Monday: Sadness! Take a moment to release something that’s been weighing on you. Watch a touching movie, look at old photos, or simply sit with the parts of life that feel a little tender. Tears are welcome here. I'm already crying thinking about my thing. I'm excited to feel!
Tuesday: Laughter! Find something that makes you laugh so hard you might snort. Call your friend that gives you the laughing fits. Watch that stupid video that makes you laugh uncontrollably. Think back to a memory that makes you laugh every dang time. Watch your favorite comedian's special.
Wednesday: Anger! Throw a solo tantrum about life being unfair! Because it is! Safely, stomp your feet, throw your arms in the air wildly, yell “UGH!”, scream into a pillow, and/or scribble furiously on paper like a spooky child in a movie. Release that anger physically, on your own, like a true Big Baby.
Thursday: Play! Create something without caring if it's good, perfect, or presentable. Doodle, bake from your imagination, build a pillow fort, build a burger with ridiculous toppings, whatever sparks your playful side. The only rule is to have fun!
Friday: Gratitude! Spend the day searching for gratitude and say "thank you" out loud or to yourself each time you think of something, or someone, you're grateful for. See if you can say thank you 20 times! I think you can.
Saturday: Curiosity! Pretend you’re seeing the world for the first time. Take a walk and notice everything with a child’s wonder: Leaves! Clouds! Bugs! Life! Ask “why” or “how” about everything you encounter, and enjoy the exploration!
By the end of the week, you’ll have embraced a full spectrum of emotions, Big Baby Energy is here and I hope it stays!!! Respond to this email (or comment in Substack) to let me know how it’s going.

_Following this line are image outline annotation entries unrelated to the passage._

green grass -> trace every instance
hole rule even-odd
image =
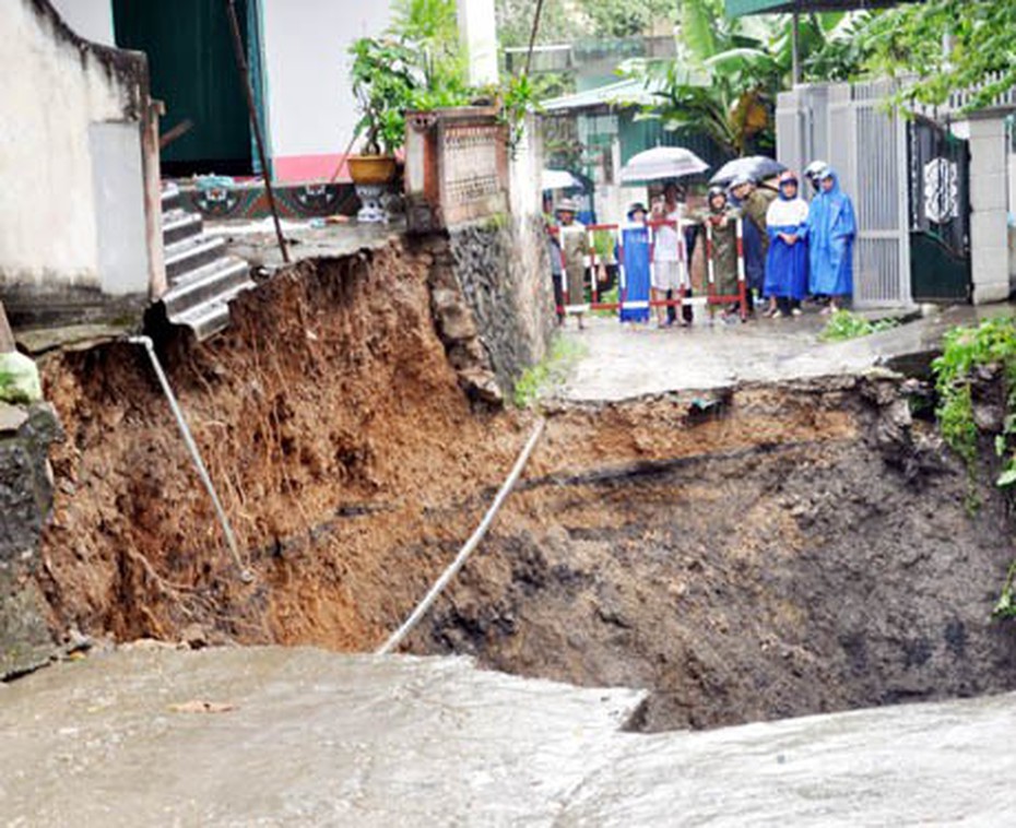
[[[576,363],[588,353],[581,342],[557,335],[547,355],[530,366],[515,383],[512,400],[517,407],[529,409],[559,389]]]
[[[973,385],[979,369],[1001,372],[1005,393],[1005,418],[994,438],[1002,471],[995,486],[1016,490],[1016,319],[997,317],[977,328],[954,328],[943,338],[942,356],[932,363],[938,392],[938,428],[945,441],[962,458],[969,478],[967,508],[977,511],[978,447],[980,429],[973,418]],[[991,376],[989,374],[989,376]],[[1009,566],[1002,594],[992,611],[995,617],[1016,617],[1016,560]]]
[[[873,322],[849,310],[837,310],[829,317],[818,339],[823,342],[844,342],[859,336],[867,336],[871,333],[888,331],[898,324],[896,319],[879,319]]]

I want to hear your stories!
What the heck else is happening!!
This week in Full Time You we’re learning what our actual superpowers are: the reason why people love working with us! We’ll be channeling this energy into a career strategy plan later in the year. You can still join the program, it’s not too late!
I’ve been spending more time away from the big social media apps and more on the apps (with social features) I love using. Specifically Hevy (track workouts and follow friends) and Swarm (a check-in app relic from the past). My friends are on there and we’re cheering each other on! Maybe I’ll see you there?!

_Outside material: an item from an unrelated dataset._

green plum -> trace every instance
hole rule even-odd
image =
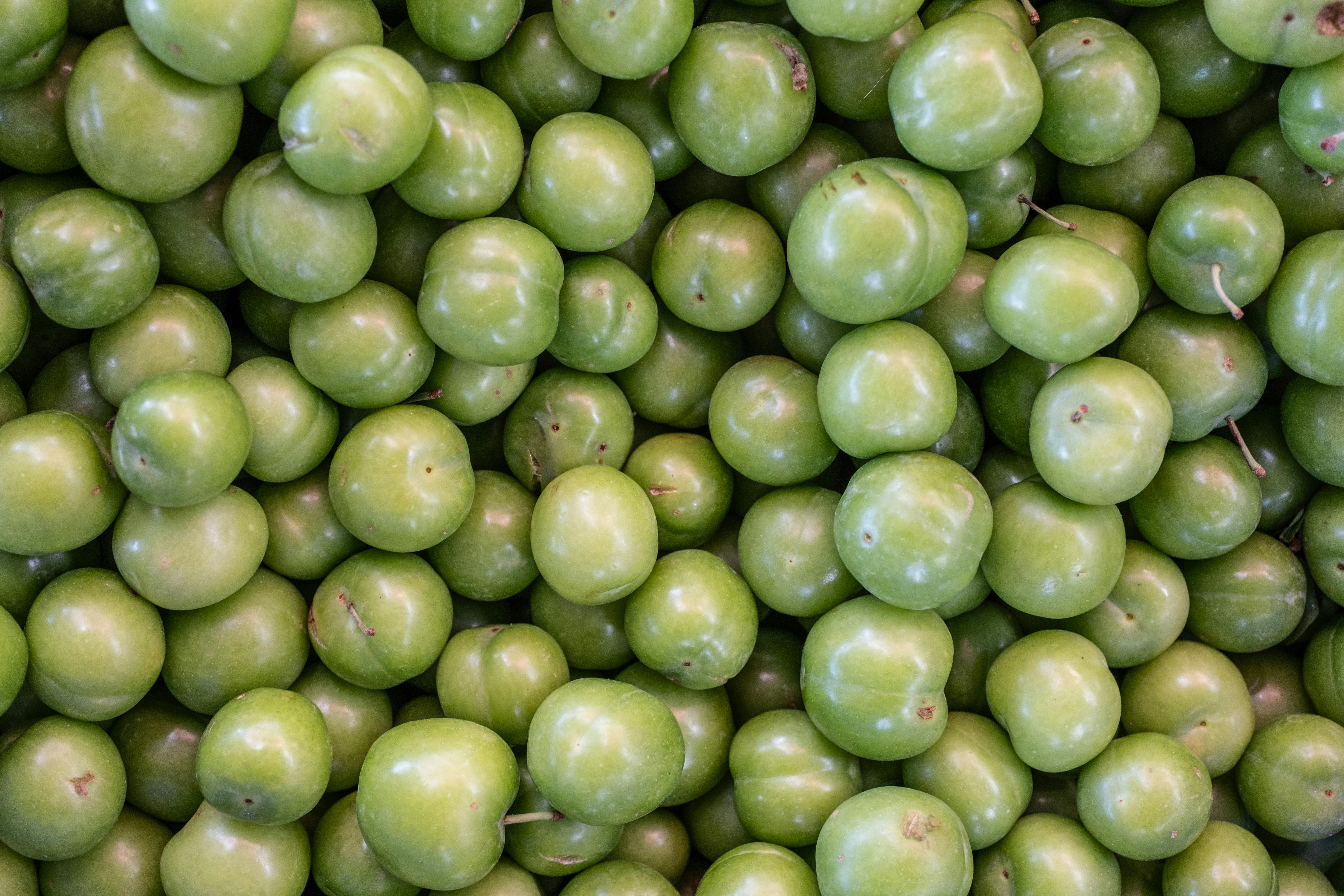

I’m celebrating hitting 30 paid subscribers to The Big Slide! I am *SO GRATEFUL* to everyone for supporting me (just $5/mo or $50/yr). It’s important to me that the content is free and accessible to all, so any financial support I can get helps keep it that way :-)
What a great exercise! This post brought me Joy for Sunday 🤣
About to put "I'd rather be a big soft baby seeing a full spectrum of bright color than a walled-off crusty adult stuck in a world of beige." on a post-it note!